The car is king in the US – and pedestrian deaths are rising. Where is the outrage? | Arwa Mahdawi

Pedestrian deaths are at a 40-year high and the number of cyclists hit by cars has increased since the pandemic. The most astounding part? These are preventable tragedies

Lentils are a versatile legume that can be used to make a tasty stew or to incapacitate your enemy’s SUV. I know this because I recently Googled “How do you deflate someone’s tyres?” and found a Guardian article about eco-activists deflating SUV tyres by jamming lentils into the tyre valves: Which some might see as possibly one of the most “Guardian” articles ever published.

For the sake of any local law enforcement readers, I would like to make clear that I didn’t act on the information: I have never weaponised a lentil. I was just rage-Googling; something I am increasingly wont to do.

You see, I live in Philadelphia, which was recently voted the most walkable city in America. Yet, despite its walkability, pretty much every time I stroll my kid the 10 minutes to daycare I find myself becoming apocalyptical because some arsehole of a driver doesn’t seem to realise – or care – that walkers exist. Traffic laws rarely seem to be enforced: cars are frequently parked on pedestrian crossings, for example. Or someone runs a red light.

Or – since the city is in the middle of a building boom – construction vehicles block the entire pavement, forcing you to walk into traffic. I once complained to a police officer about this and he just shrugged and told me to walk in the road. Can’t have pedestrians inconveniencing illegally parked trucks, after all. Four wheels good, two legs bad!

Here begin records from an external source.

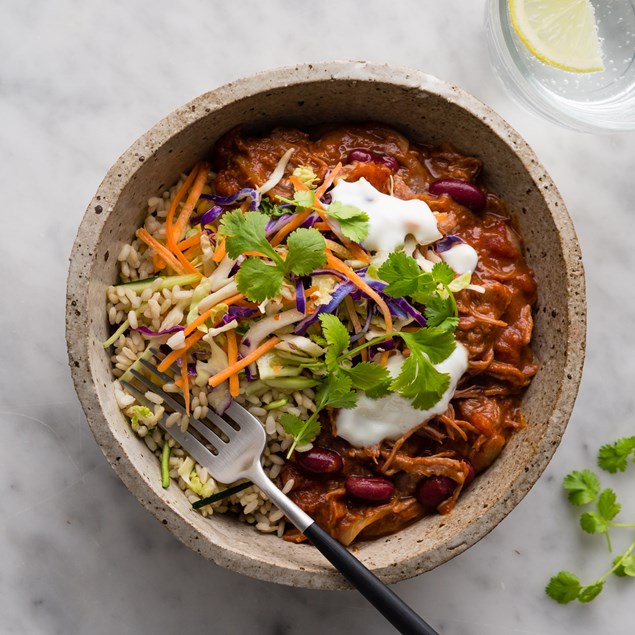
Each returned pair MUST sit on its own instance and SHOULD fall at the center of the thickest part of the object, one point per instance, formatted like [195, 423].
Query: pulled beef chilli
[494, 326]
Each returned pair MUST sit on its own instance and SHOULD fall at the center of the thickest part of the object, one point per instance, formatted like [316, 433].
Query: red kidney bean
[366, 156]
[470, 475]
[370, 488]
[432, 491]
[320, 461]
[462, 192]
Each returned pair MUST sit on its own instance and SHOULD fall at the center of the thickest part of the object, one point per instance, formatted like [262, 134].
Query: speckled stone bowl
[428, 110]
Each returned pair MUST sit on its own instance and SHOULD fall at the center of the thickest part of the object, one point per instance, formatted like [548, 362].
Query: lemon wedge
[560, 33]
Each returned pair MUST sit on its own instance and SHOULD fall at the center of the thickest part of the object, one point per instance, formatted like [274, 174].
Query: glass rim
[526, 90]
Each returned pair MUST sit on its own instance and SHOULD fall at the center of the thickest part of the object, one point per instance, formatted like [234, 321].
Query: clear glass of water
[592, 102]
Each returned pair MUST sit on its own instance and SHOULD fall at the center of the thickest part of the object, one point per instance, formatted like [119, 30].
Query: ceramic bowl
[427, 110]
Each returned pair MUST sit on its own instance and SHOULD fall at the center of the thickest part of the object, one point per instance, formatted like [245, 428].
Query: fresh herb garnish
[584, 488]
[418, 380]
[268, 207]
[614, 458]
[352, 221]
[434, 289]
[260, 280]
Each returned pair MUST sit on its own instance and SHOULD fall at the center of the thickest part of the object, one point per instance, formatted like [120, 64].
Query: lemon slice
[560, 33]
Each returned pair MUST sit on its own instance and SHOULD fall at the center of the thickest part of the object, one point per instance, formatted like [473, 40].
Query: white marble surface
[79, 81]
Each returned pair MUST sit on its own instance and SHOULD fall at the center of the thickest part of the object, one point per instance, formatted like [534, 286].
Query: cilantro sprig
[260, 280]
[434, 289]
[352, 221]
[583, 488]
[418, 380]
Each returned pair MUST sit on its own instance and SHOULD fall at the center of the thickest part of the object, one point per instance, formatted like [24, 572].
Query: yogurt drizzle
[390, 221]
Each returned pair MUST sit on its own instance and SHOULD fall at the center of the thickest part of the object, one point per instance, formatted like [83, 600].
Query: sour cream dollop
[462, 258]
[390, 219]
[374, 420]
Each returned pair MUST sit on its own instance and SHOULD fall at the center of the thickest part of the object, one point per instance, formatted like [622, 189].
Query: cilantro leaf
[590, 592]
[337, 339]
[353, 221]
[304, 198]
[336, 392]
[401, 272]
[435, 343]
[368, 376]
[625, 565]
[420, 382]
[301, 431]
[307, 251]
[380, 390]
[442, 273]
[440, 310]
[593, 523]
[272, 209]
[564, 587]
[614, 457]
[607, 504]
[582, 487]
[258, 280]
[246, 232]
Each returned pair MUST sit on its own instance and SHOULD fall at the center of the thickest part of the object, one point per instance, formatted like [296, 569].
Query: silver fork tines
[239, 440]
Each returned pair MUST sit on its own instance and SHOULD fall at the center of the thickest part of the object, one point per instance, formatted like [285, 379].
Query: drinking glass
[602, 101]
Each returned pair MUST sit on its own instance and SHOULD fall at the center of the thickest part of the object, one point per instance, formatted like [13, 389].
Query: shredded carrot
[192, 241]
[328, 181]
[225, 374]
[294, 223]
[158, 263]
[357, 326]
[204, 316]
[185, 383]
[298, 184]
[192, 199]
[220, 252]
[192, 252]
[254, 253]
[174, 355]
[169, 219]
[172, 230]
[357, 251]
[338, 265]
[161, 250]
[232, 356]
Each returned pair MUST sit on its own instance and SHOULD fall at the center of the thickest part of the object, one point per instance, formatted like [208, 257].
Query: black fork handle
[390, 605]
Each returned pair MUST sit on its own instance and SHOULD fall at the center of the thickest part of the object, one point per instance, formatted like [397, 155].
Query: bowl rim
[77, 320]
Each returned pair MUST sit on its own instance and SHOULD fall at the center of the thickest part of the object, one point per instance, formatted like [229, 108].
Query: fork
[238, 440]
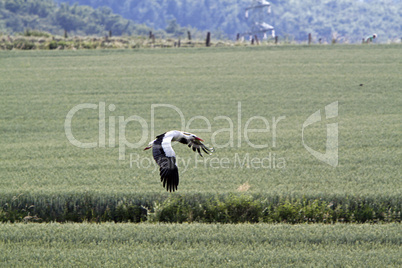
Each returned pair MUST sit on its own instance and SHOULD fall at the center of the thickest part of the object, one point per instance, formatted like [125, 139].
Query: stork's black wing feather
[168, 169]
[197, 145]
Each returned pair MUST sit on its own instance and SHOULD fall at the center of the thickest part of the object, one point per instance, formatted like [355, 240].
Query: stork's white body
[165, 156]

Again, Philadelphia is one of the most walkable places in the US. Across a lot of the country you take your life in your hands any time you go outside to stretch your legs. That is not hyperbole: pedestrian deaths are at a 40-year high in the US. According to a report released by the Governors Highway Safety Association, more than 7,500 pedestrians were killed by cars last year – the highest number since 1981. This doesn’t even include statistics from Oklahoma, which was apparently “not able to provide data”. Riding a bike is similarly treacherous: the number of cyclists hit by cars has been increasing since the pandemic.

These, I should note, are American statistics. The US is well behind other countries in the rich world when it comes to pedestrian safety. This is partly because the car is king in the US. “Motor vehicles are first, highways are first, and everything else is an afterthought,” the chair of the National Transportation Safety Board told the New York Times last year.

The car isn’t just king, it’s a bloody big king. American cars are built like second world war tanks these days. Nobody in the US seems to drive a small car any more. Partly, that is because it is increasingly difficult to buy one. A combination of consumer demand, unusually cheap petrol, and more favourable profit margins for auto manufacturers means that large cars have become the norm. Even if they are far more likely to hurt or kill pedestrians than smaller vehicles.

I’m not saying everything is wonderful for non-motorists across the Atlantic. It might not be as pronounced as in the US, but the normalisation of pedestrian and cyclist deaths is a global phenomenon. Last year, for example, a man who was driving while disqualified killed a cyclist while doing 80mph in a 30mph zone in West Yorkshire. He then fled the scene. His punishment? Just under five years in prison and a ban from driving for five years and three months. The guy had already proved that he can’t be trusted behind the wheel of a killing machine and yet was only banned for a few years.

Why isn’t there more outrage about all this? It is astounding that we seem to have decided that the entire world should be centred around cars, and anyone without a vehicle should be treated like a second-class citizen. What makes all this particularly enraging is that reversing pedestrian deaths is incredibly easy in the grand scheme of things. We don’t need to invent new technology. We don’t need to spend gazillions of dollars on research and development to come up with a miracle cure. We just need to implement some commonsense policy solutions and stop prioritising car culture over everything else. We have all the answers – we just don’t have the political will to implement them.